The 67-year-old is the only suspect in the October 3, 1980 attack on a synagogue in Paris that killed four people and injured 46.
He was extradited to France in 2014, but released in 2018 after French magistrates ruled evidence against him was "not convincing enough" to hold him.
Diab's supporters have called on Prime Minister Justin Trudeau to intervene to prevent the "unjust prosecution of an innocent man," recalling the Canadian leader's past remarks that Diab should never have been extradited in the first place.
Asked about his attitude if there were a renewed push for a prosecution, Trudeau told a press conference: "If we receive an extradition request from France, we will of course analyze it with the full rigor that Canadians expect us to."

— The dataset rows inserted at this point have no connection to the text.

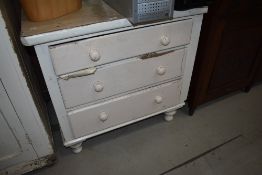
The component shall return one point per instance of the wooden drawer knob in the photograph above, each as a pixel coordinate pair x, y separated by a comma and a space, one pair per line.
158, 99
98, 87
94, 55
165, 40
161, 70
103, 116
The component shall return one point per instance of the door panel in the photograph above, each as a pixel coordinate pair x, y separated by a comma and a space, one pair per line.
15, 146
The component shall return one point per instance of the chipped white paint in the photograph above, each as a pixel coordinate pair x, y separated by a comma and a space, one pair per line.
157, 85
23, 135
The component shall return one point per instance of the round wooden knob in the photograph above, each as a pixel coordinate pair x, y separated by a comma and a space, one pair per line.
94, 55
98, 87
165, 40
161, 70
103, 116
158, 99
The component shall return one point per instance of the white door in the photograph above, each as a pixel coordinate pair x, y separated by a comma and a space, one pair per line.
15, 145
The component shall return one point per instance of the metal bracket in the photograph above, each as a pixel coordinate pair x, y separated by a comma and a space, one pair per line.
80, 73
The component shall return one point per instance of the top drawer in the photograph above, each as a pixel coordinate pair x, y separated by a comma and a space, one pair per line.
91, 52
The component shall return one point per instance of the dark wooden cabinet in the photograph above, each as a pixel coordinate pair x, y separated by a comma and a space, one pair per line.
229, 53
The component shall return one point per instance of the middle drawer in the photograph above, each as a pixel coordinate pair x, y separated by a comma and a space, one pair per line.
117, 78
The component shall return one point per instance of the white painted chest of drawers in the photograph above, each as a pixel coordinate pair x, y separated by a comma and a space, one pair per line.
100, 80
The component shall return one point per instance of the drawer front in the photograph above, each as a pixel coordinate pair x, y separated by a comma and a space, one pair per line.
124, 109
109, 48
121, 77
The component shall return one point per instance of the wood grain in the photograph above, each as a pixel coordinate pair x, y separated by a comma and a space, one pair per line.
41, 10
92, 11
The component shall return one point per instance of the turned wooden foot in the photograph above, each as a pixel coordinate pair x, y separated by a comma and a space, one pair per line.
169, 116
77, 148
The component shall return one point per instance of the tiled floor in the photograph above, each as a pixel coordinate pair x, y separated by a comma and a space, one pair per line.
198, 145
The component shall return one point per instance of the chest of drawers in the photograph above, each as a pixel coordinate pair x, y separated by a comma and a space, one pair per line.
101, 81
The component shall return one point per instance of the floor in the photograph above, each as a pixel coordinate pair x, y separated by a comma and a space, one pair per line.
223, 137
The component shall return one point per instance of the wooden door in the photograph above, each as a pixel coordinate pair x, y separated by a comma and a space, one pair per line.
227, 57
15, 145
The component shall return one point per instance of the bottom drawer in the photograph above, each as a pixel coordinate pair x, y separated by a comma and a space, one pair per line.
111, 113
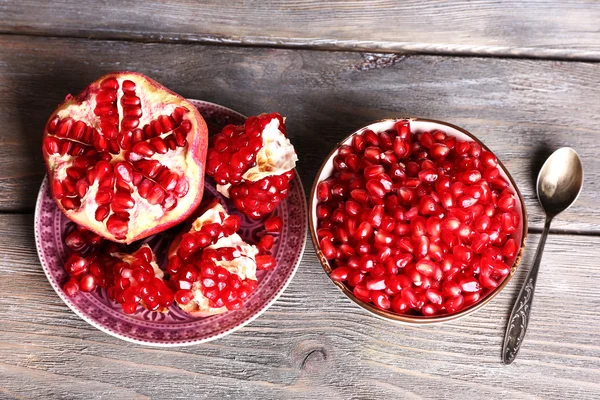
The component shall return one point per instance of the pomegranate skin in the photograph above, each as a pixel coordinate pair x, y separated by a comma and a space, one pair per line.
128, 218
430, 214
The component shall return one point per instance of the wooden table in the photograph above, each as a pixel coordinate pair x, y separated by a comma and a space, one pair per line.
523, 76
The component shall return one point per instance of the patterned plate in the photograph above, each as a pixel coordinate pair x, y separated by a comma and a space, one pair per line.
176, 328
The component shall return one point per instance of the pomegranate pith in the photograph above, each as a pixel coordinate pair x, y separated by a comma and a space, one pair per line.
212, 269
125, 157
130, 279
417, 223
253, 164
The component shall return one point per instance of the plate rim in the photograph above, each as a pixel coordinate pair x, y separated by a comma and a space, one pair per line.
83, 316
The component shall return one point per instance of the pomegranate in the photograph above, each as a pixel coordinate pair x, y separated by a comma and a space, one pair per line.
130, 279
212, 269
416, 223
137, 280
125, 157
253, 164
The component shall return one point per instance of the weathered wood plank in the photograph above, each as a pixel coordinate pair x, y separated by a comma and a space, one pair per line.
551, 29
312, 343
521, 108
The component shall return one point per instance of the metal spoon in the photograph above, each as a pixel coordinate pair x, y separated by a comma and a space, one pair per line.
558, 185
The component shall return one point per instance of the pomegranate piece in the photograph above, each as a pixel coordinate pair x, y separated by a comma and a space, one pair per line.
137, 280
212, 269
428, 231
126, 146
253, 164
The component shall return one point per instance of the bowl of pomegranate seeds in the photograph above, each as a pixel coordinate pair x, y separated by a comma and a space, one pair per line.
417, 221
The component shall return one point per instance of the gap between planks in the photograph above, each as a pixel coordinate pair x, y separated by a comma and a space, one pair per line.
336, 45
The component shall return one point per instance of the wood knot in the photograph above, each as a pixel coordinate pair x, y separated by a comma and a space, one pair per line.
311, 355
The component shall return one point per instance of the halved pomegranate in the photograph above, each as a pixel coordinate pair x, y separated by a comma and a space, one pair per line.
125, 157
253, 164
212, 269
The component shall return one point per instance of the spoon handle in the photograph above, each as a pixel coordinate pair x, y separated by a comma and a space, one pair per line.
519, 317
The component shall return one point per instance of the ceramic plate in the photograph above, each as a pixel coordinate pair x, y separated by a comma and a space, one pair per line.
176, 328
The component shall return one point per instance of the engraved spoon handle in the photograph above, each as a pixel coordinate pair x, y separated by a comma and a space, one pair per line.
519, 318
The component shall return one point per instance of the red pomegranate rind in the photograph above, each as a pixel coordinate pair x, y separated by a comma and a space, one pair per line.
212, 269
130, 279
137, 279
125, 157
253, 164
417, 223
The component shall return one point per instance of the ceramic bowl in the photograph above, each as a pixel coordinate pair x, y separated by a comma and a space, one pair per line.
418, 125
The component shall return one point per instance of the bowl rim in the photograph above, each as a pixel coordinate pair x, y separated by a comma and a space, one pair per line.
414, 319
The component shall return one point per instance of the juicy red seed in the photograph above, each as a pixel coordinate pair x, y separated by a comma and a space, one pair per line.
71, 288
451, 289
376, 283
265, 262
454, 304
266, 243
274, 224
510, 248
415, 218
340, 274
380, 299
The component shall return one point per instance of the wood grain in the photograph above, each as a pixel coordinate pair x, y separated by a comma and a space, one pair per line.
312, 343
540, 28
522, 109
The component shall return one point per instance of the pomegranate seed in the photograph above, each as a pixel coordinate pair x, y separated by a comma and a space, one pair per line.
71, 288
380, 299
273, 224
421, 222
340, 274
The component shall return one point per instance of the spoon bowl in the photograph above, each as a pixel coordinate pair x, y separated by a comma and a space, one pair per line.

Former University of Ottawa sociology professor Diab spent nine years in jail or under strict bail conditions in the two countries, fighting claims of involvement in the first deadly attack on Jews in France since the Nazi occupation.
In a stunning about-turn in January 2021, the Paris appeals court overturned the decision to dismiss the case and ordered he stand trial.
Diab took his case to France's highest court, which last Wednesday upheld the ruling not to dismiss the case.
Canada's justice department said it would be "inappropriate to speculate on any potential requests for extradition of Dr. Diab to France."
Should a request be made, Canadian justice officials would need to authorize a new extradition hearing before a superior court judge, whose ruling would then be put to Justice Minister David Lametti for a final decision.